E allora mi faccio in tanti pezzi,
piccole parti di me che funzionano ovunque io sono.
Ma io,
io nel mio complesso,
dove sono andata?
Dove mi attesto?
Dove consisto?
Chissà!
Forse dovrei starmene zitta
e non parlare mai,
ma, anche se non parlo,
è sempre così che funziona,
chi sta sopra di me fa di tutto
per far funzionare le cose a modo proprio
e così io non valgo un fico secco neanche a Natale.
E io?
Io mi do da fare,
vado avanti
e tutto il resto lo lascio stare.
E io faccio i bigliettini di auguri
e tutto il resto lo lascio stare,
io faccio il regalo di Natale
e tutto il resto lo lascio stare,
io scrivo nel giornalino “Penso positivo”

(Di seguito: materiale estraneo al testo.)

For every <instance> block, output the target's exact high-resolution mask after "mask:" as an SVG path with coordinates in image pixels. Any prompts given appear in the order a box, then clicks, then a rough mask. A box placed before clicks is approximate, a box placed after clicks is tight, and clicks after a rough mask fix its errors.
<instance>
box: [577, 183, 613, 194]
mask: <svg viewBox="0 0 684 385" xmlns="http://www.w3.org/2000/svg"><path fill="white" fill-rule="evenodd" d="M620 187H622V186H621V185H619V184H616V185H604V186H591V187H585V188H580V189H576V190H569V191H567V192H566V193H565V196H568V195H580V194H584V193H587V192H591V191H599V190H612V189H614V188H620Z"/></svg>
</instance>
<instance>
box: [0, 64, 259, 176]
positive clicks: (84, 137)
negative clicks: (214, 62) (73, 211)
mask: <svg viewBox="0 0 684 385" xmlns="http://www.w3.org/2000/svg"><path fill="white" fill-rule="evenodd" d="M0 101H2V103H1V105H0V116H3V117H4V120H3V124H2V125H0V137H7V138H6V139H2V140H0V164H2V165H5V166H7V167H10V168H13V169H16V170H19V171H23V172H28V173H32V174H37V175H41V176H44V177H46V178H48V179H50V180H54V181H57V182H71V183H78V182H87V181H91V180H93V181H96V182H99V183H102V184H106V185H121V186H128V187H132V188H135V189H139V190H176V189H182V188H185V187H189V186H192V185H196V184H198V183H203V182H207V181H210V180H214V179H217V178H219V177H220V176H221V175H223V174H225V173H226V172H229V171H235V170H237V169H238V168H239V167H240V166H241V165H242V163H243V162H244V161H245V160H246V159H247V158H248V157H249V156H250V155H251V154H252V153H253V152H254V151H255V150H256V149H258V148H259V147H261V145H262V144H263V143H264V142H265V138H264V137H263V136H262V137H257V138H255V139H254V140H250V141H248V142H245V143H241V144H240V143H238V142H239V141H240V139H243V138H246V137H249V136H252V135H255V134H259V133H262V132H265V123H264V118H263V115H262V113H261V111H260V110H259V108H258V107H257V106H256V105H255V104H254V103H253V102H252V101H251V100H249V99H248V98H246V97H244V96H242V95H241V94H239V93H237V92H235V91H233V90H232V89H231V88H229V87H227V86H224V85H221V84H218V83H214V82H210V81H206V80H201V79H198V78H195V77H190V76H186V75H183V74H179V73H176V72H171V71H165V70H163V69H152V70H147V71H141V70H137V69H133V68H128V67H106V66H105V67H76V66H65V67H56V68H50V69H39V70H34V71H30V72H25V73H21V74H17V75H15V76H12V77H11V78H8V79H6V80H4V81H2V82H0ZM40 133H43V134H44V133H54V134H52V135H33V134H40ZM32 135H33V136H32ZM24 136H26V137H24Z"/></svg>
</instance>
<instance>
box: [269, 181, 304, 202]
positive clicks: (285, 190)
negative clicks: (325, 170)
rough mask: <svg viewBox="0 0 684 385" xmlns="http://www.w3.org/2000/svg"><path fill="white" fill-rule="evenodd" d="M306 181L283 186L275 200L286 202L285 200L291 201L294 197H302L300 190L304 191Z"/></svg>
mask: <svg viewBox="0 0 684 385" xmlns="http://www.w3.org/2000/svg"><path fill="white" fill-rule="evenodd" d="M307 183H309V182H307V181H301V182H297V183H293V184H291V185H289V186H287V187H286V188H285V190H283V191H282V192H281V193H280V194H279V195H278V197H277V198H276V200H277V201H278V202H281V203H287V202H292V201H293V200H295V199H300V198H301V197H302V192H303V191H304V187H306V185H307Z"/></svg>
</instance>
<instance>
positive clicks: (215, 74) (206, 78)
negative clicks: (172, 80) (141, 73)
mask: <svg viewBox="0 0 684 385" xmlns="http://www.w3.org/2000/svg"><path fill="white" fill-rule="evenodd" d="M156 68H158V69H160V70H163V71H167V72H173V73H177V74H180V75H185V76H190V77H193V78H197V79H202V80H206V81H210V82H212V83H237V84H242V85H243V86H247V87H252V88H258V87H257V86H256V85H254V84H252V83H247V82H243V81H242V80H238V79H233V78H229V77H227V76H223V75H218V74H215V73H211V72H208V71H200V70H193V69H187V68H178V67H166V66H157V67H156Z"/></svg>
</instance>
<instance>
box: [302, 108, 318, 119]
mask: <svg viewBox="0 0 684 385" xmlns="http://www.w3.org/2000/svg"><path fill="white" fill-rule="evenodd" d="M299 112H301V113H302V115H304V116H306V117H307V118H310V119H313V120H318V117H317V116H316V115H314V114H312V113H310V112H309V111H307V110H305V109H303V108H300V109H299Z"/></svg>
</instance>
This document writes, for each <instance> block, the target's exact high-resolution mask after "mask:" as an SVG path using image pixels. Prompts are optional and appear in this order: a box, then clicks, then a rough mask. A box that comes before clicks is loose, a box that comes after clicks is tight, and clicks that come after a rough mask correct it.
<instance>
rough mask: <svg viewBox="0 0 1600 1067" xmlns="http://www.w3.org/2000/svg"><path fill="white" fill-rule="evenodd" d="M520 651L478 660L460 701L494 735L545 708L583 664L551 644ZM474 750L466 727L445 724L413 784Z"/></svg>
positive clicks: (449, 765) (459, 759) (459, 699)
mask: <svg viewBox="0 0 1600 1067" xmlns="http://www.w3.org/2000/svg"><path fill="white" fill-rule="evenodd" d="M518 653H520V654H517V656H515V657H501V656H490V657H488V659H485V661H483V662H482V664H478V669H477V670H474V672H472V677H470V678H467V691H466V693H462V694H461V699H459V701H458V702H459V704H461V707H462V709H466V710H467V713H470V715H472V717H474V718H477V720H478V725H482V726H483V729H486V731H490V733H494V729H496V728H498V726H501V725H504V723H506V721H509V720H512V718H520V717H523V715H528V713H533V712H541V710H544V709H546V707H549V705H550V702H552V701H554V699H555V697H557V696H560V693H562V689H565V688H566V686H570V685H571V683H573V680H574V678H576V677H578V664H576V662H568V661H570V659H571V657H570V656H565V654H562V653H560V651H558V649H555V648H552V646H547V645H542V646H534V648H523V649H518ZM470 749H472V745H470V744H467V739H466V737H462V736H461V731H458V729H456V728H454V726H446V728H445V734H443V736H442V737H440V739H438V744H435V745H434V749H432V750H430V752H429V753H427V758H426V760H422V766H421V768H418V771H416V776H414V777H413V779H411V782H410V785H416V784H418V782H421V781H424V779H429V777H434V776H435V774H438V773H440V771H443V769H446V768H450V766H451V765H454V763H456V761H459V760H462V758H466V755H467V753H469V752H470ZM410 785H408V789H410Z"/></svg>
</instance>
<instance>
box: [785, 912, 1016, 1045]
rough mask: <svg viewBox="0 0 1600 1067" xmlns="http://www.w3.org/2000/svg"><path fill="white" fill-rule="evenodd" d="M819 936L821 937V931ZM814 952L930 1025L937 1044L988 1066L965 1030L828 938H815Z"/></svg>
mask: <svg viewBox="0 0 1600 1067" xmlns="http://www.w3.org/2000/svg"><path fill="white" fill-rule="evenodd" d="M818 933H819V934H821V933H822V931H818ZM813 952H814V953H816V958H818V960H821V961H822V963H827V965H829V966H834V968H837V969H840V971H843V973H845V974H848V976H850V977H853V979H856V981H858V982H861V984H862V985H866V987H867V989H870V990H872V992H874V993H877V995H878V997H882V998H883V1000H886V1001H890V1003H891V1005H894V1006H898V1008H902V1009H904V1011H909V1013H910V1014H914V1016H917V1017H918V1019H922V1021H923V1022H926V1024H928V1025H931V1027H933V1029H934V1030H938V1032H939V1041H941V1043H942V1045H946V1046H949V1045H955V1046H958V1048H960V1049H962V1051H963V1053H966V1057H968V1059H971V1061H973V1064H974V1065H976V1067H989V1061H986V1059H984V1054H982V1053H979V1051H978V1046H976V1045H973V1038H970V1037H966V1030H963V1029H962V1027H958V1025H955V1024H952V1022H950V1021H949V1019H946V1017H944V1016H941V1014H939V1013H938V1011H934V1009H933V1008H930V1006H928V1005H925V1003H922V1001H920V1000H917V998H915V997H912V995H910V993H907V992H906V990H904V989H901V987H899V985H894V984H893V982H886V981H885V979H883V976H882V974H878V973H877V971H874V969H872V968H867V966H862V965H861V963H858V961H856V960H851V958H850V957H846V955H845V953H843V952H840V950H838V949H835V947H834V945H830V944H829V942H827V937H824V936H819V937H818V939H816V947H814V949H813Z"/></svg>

e allora penso anche positivo
e tutto il resto lo lascio stare.
Però sai una cosa, mio caro Fernando?
Mi sento triste e amareggiata lo stesso,
ma non fa niente,
lascio stare anche questo,
fumiamoci sopra una sigaretta
e tutto il resto lo lascio stare,
anzi lo lasciamo stare
visto che non sono da sola.
Scusami
se ancora una volta ti ho travolto con le mie paranoie,
ma è che mi sentivo triste
e mi sono partite tutte queste cose,
non so da dove,
visto che avevo la sensazione di vuoto alla testa.
Forse sono partite dalla penna,
forse sono partite dalla mano,
forse sono partite da chissà.
E allora?
Allora tutto il resto lo lasciamo stare.